High variance in timings across executions

I’ve been trying to evaluate the performance of a few networks, and have not been unable to get consistent timings across executions, even for very small networks or just single convolution blocks. I am aware of the need to call torch.cuda.synchronize, and for good measure, I have set torch.backends.cudnn.benchmark=True.
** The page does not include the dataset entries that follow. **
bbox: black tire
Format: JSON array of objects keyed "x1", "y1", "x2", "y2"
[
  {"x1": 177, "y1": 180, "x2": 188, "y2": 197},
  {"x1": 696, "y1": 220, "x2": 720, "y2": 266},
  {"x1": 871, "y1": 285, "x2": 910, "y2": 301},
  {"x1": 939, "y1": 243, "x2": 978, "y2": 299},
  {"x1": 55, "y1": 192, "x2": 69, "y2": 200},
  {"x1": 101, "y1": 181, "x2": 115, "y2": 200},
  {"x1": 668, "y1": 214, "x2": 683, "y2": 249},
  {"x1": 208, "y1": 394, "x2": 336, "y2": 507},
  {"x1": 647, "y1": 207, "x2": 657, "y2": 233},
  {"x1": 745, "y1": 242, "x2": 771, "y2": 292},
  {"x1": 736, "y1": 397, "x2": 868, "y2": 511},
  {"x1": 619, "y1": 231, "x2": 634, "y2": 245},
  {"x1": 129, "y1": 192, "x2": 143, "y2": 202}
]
If that is relevant, I am using an nvidia 1080ti under Ubuntu 18.04 and the driver version that I’m using is 396.37.

Consider this simple code, which corresponds to timing a single convolution:

import torch
import time
import matplotlib.pyplot as plt
import os 

os.environ["CUDA_VISIBLE_DEVICES"] = "1"
torch.backends.cudnn.benchmark = True

seed=0
torch.manual_seed(seed)
torch.cuda.manual_seed_all(seed)
torch.backends.cudnn.deterministic = True

if __name__=="__main__":
   
    in_im=torch.rand(1,3,416,416).cuda()
   
    cnv= torch.nn.Conv2d(
            in_channels=3,
            out_channels=128,
            kernel_size=3,
            stride=1,
            padding=1,
            bias=True).cuda()
 
    skip=10
    num_runs=1000
    timings=[]
    for i in range(num_runs):
        torch.cuda.synchronize()
        t1 = time.time()
        _=cnv(in_im)
        torch.cuda.synchronize()
        t2 = time.time()
        if i>=skip:
            timings.append(t2-t1)

    plt.plot(timings);
    plt.xlabel("execution number")
    plt.ylabel("time (s)")
    plt.xlim([skip,num_runs-skip])
    plt.title("Timing for single convolution block")
    plt.show()

I’m skipping the first 10 executions because the first few forward passes seem to always be slower (I assume because of memory transfers?). Here’s is the plot of the times I’m getting:

As you can see, the std deviation is relatively high (about 3.63e-05s), which might not seem like much, but it accumulates such that in real-world networks (e.g. YOLOv2) I’m getting a much higher variance, which makes it difficult to report a single FPS value for those networks. So my question is, is that normal behavior or am I missing a step for correct timing?

Thank you very much for your help, I appreciate it.